La clé appartenait presque au quartier

Avant que le lieu ne soit ouvert comme aujourd’hui, sa protection reposait aussi sur les habitants des environs.

Des familles ont conservé les clés de Pépiole et veillé sur elle durant plusieurs générations. Lorsqu’un pèlerin ou un visiteur se présentait, il fallait trouver celui qui pouvait ouvrir la porte.

C’est peut-être cela, plus encore que les dates, qui explique l’attachement particulier à cette chapelle. Pépiole appartenait un peu à ceux qui vivaient autour.

On veillait sur sa statue, sur sa cloche et sur ses murs comme sur un bien de famille.

Et toujours la pastèque et le rosé

Les paysages ont changé. Les champs ont reculé, les routes et les entreprises se sont rapprochées et l’ancien Pépiole rural est devenu difficile à imaginer.

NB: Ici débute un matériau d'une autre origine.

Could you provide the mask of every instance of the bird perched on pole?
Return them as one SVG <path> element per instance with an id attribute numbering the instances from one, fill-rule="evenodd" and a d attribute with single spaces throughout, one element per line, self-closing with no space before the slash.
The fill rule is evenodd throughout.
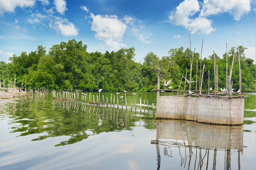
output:
<path id="1" fill-rule="evenodd" d="M 164 79 L 164 86 L 166 87 L 166 86 L 167 86 L 170 83 L 171 83 L 171 82 L 172 82 L 172 79 L 171 79 L 171 80 L 170 80 L 169 81 L 166 82 L 166 79 Z"/>

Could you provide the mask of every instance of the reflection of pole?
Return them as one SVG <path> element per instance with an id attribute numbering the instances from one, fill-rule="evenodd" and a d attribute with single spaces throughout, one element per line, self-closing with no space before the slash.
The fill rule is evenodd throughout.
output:
<path id="1" fill-rule="evenodd" d="M 194 165 L 194 170 L 196 169 L 196 159 L 197 158 L 197 148 L 196 148 L 196 159 L 195 160 L 195 165 Z"/>
<path id="2" fill-rule="evenodd" d="M 216 169 L 216 156 L 217 156 L 217 149 L 215 148 L 214 153 L 213 154 L 213 164 L 212 169 Z"/>
<path id="3" fill-rule="evenodd" d="M 231 153 L 230 150 L 227 150 L 226 151 L 226 170 L 231 169 Z"/>
<path id="4" fill-rule="evenodd" d="M 160 68 L 158 69 L 158 92 L 157 92 L 157 96 L 159 96 L 160 95 L 160 71 L 161 69 Z"/>
<path id="5" fill-rule="evenodd" d="M 158 170 L 159 170 L 160 169 L 160 164 L 161 163 L 161 156 L 160 155 L 160 150 L 159 150 L 159 146 L 158 145 L 158 143 L 155 146 L 156 146 L 156 153 L 158 154 Z"/>
<path id="6" fill-rule="evenodd" d="M 237 160 L 238 163 L 237 169 L 240 170 L 240 151 L 238 150 L 238 160 Z"/>
<path id="7" fill-rule="evenodd" d="M 209 150 L 207 152 L 207 170 L 208 169 L 208 163 L 209 163 Z"/>

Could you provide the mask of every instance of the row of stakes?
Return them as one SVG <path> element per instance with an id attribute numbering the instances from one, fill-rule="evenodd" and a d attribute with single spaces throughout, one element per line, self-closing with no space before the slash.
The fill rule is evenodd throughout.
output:
<path id="1" fill-rule="evenodd" d="M 102 89 L 100 89 L 98 90 L 98 96 L 96 95 L 96 101 L 95 101 L 95 96 L 94 95 L 92 95 L 90 92 L 89 94 L 89 103 L 92 104 L 96 104 L 97 105 L 101 105 L 102 107 L 105 105 L 105 100 L 104 100 L 104 96 L 102 95 L 102 101 L 100 101 L 100 93 L 101 92 Z M 126 100 L 126 92 L 127 91 L 124 91 L 125 92 L 125 107 L 126 109 L 127 109 L 127 100 Z M 120 94 L 120 92 L 116 93 L 117 94 L 117 107 L 118 109 L 119 108 L 119 103 L 118 103 L 118 98 L 121 98 L 122 100 L 122 109 L 123 109 L 123 96 L 120 96 L 118 97 L 118 95 Z M 135 100 L 135 95 L 136 94 L 133 93 L 134 98 L 134 103 L 135 103 L 135 112 L 137 112 L 137 108 L 136 108 L 136 100 Z M 63 92 L 61 92 L 60 91 L 53 91 L 52 95 L 53 96 L 53 99 L 62 99 L 62 100 L 73 100 L 73 101 L 79 101 L 80 99 L 79 97 L 79 93 L 78 91 L 76 91 L 76 92 L 65 92 L 63 91 Z M 112 95 L 113 94 L 110 94 L 110 107 L 112 107 Z M 115 107 L 115 95 L 113 95 L 113 107 Z M 82 92 L 82 95 L 81 96 L 81 102 L 86 103 L 87 100 L 87 92 L 83 93 Z M 145 109 L 145 100 L 144 99 L 144 112 L 146 112 L 146 109 Z M 147 112 L 149 112 L 149 105 L 148 105 L 148 100 L 147 99 Z M 106 107 L 109 107 L 109 101 L 108 97 L 106 98 Z M 141 112 L 142 111 L 142 100 L 141 97 L 139 98 L 139 105 L 140 105 L 140 111 Z M 155 108 L 154 105 L 154 103 L 152 104 L 152 107 L 153 109 L 153 113 L 155 113 Z M 133 102 L 131 102 L 131 110 L 133 110 Z"/>

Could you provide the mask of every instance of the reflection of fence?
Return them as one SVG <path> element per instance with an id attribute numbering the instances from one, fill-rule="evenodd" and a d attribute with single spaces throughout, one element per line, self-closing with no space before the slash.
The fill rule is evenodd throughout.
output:
<path id="1" fill-rule="evenodd" d="M 223 155 L 225 169 L 230 169 L 231 150 L 237 150 L 238 169 L 240 169 L 243 130 L 243 125 L 232 127 L 191 121 L 158 120 L 156 140 L 151 141 L 151 143 L 155 144 L 156 147 L 158 169 L 160 168 L 161 163 L 160 145 L 163 147 L 164 155 L 170 157 L 175 156 L 172 154 L 171 148 L 177 148 L 181 157 L 180 165 L 185 167 L 187 165 L 188 169 L 191 166 L 194 169 L 196 168 L 207 169 L 210 165 L 212 165 L 213 169 L 216 169 L 217 151 L 225 154 Z M 210 155 L 211 154 L 213 154 Z"/>
<path id="2" fill-rule="evenodd" d="M 199 147 L 241 150 L 243 126 L 210 125 L 191 121 L 157 121 L 156 140 L 187 141 Z"/>

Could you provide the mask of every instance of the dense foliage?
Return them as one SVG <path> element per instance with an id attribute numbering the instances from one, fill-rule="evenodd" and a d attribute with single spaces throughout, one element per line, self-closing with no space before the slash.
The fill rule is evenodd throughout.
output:
<path id="1" fill-rule="evenodd" d="M 241 68 L 242 75 L 242 91 L 255 91 L 255 65 L 253 60 L 246 58 L 246 49 L 240 46 Z M 216 54 L 218 65 L 218 87 L 226 86 L 226 56 L 221 58 Z M 2 72 L 6 86 L 8 79 L 13 79 L 16 75 L 17 86 L 34 88 L 47 87 L 50 90 L 80 90 L 95 91 L 103 88 L 104 91 L 117 92 L 123 90 L 130 91 L 150 91 L 156 88 L 157 69 L 161 68 L 161 84 L 164 79 L 172 79 L 170 84 L 177 89 L 182 75 L 185 76 L 187 69 L 187 79 L 190 74 L 191 50 L 183 47 L 171 49 L 169 56 L 159 58 L 152 52 L 148 53 L 144 62 L 134 61 L 135 49 L 121 49 L 116 52 L 106 51 L 105 54 L 98 52 L 88 53 L 86 45 L 82 41 L 71 40 L 52 46 L 49 53 L 42 45 L 36 50 L 22 52 L 19 56 L 10 58 L 10 62 L 0 62 L 0 71 Z M 193 55 L 193 54 L 192 54 Z M 239 88 L 239 67 L 238 48 L 232 47 L 228 53 L 228 68 L 234 56 L 232 80 L 233 88 Z M 214 87 L 213 54 L 201 61 L 201 67 L 205 65 L 204 79 L 208 82 L 210 71 L 210 86 Z M 196 63 L 198 60 L 198 79 L 200 73 L 200 54 L 195 53 L 193 61 L 192 80 L 196 76 Z M 2 80 L 2 76 L 1 80 Z M 184 80 L 184 79 L 183 79 Z M 2 84 L 2 80 L 1 81 Z M 198 83 L 199 84 L 199 83 Z M 197 84 L 197 86 L 198 86 Z M 184 88 L 184 82 L 181 84 Z M 161 88 L 164 87 L 162 85 Z M 195 83 L 192 87 L 195 89 Z M 198 87 L 197 87 L 198 89 Z"/>

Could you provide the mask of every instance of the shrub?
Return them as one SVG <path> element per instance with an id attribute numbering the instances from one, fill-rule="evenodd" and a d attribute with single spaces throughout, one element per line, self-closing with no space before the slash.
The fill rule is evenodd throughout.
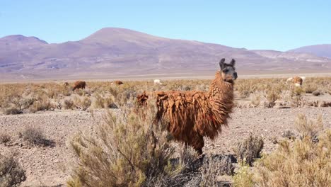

Pourtant, une fois par an, la vieille histoire reprend vie.

On marche encore vers la chapelle. On bénit toujours le fruit de la terre et le vin. On partage la pastèque et le rosé. Puis la fête reprend ses droits.

Derrière ce geste simple survit finalement tout un morceau de Provence : celle des vignerons et des paysans, des processions dans les chemins, du tambourin, du nougat vendu devant la chapelle, des repas pris ensemble et de ces histoires que les anciens racontent aux plus jeunes.

Et si l’on demande pourquoi Notre-Dame de Pépiole, après tant de siècles et tant de menaces, est toujours là, chacun reste libre de choisir son explication.

Les archives parleront de propriétaires, de restaurations et de décisions municipales.

À Pépiole, certains préféreront simplement regarder la Vierge et parler de miracle.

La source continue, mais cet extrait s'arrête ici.